Iran confirms  that a daughter of al-Qaida leader Osama bin Laden has turned up at the Saudi Embassy in Tehran, but said it does not know how she entered the country.
/ Source: The Associated Press

Iran confirmed Thursday that a daughter of al-Qaida leader Osama bin Laden has turned up at the Saudi Embassy in Tehran, but said it does not know how she entered the country.

A Saudi newspaper reported Wednesday that Bin Laden's 17-year-old daughter, Eman, went to the embassy after eluding guards in Iran who have held her, her sister and four brothers under house arrest for eight years.

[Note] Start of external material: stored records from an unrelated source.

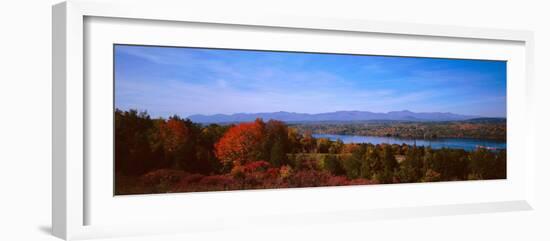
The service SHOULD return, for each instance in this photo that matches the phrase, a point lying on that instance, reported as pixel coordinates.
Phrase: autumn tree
(276, 143)
(241, 144)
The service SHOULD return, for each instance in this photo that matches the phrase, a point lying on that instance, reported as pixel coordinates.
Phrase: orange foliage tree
(241, 144)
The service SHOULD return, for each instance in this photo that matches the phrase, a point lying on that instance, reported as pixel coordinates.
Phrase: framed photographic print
(164, 120)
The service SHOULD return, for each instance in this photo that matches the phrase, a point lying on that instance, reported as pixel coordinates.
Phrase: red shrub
(162, 176)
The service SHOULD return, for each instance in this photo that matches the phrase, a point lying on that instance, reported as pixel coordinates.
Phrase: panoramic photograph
(205, 119)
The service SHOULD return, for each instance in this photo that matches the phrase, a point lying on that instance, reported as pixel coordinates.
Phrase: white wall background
(25, 119)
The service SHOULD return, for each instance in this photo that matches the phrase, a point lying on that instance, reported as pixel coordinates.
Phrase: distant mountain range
(338, 116)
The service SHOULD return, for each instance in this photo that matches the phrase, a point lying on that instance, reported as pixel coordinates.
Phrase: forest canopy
(177, 155)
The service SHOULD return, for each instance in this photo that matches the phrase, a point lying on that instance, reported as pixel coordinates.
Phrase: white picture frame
(72, 188)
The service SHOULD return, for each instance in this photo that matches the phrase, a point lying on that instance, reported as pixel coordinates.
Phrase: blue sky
(165, 81)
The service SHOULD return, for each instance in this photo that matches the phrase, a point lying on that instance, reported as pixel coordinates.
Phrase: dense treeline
(177, 155)
(485, 129)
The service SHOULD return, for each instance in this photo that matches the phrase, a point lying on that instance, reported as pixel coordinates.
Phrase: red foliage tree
(241, 144)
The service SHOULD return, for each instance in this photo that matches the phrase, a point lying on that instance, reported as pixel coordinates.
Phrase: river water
(467, 144)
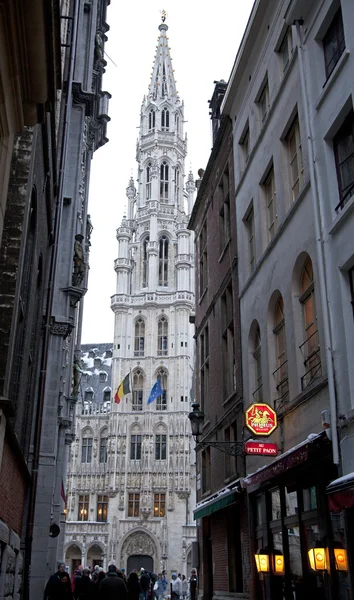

It has long been believed that Iran has held in custody a number of bin Laden's children since they fled Afghanistan after the U.S.-led invasion of that country in 2001 — most notably Saad and Hamza bin Laden, who are thought to have held positions in al-Qaida.

Foreign Minister Manouchehr Mottaki said on a TV talk show Thursday that Iran had no idea Eman was in the country until it heard from the embassy that she was there.

Mottaki said if Iranian authorities are able to confirm her identity she would be free to leave Iran.

"Some time ago, the Embassy of Saudi Arabia informed us that one of the daughters of Bin Laden is in the embassy," Mottaki said. "We don't know how this person went to the embassy or how she entered the country."

Mottaki made no mention of the other Bin Laden children and he was not asked on the TV program whether Iran was holding them.

Many relatives
Osama bin Laden reportedly has 19 children by several wives. He took at least one of his wives and their children with him to Afghanistan in the late 1990s after he was thrown out of his previous refuge, Sudan. They fled when the U.S.-led war erupted, including the group that tried to escape through Iran.

This year, U.S. officials said Saad bin Laden, the al-Qaida leader's eldest son, may have been killed by a U.S. airstrike in Pakistan, where they said he may have fled after being freed from Iran, but they could not confirm the information.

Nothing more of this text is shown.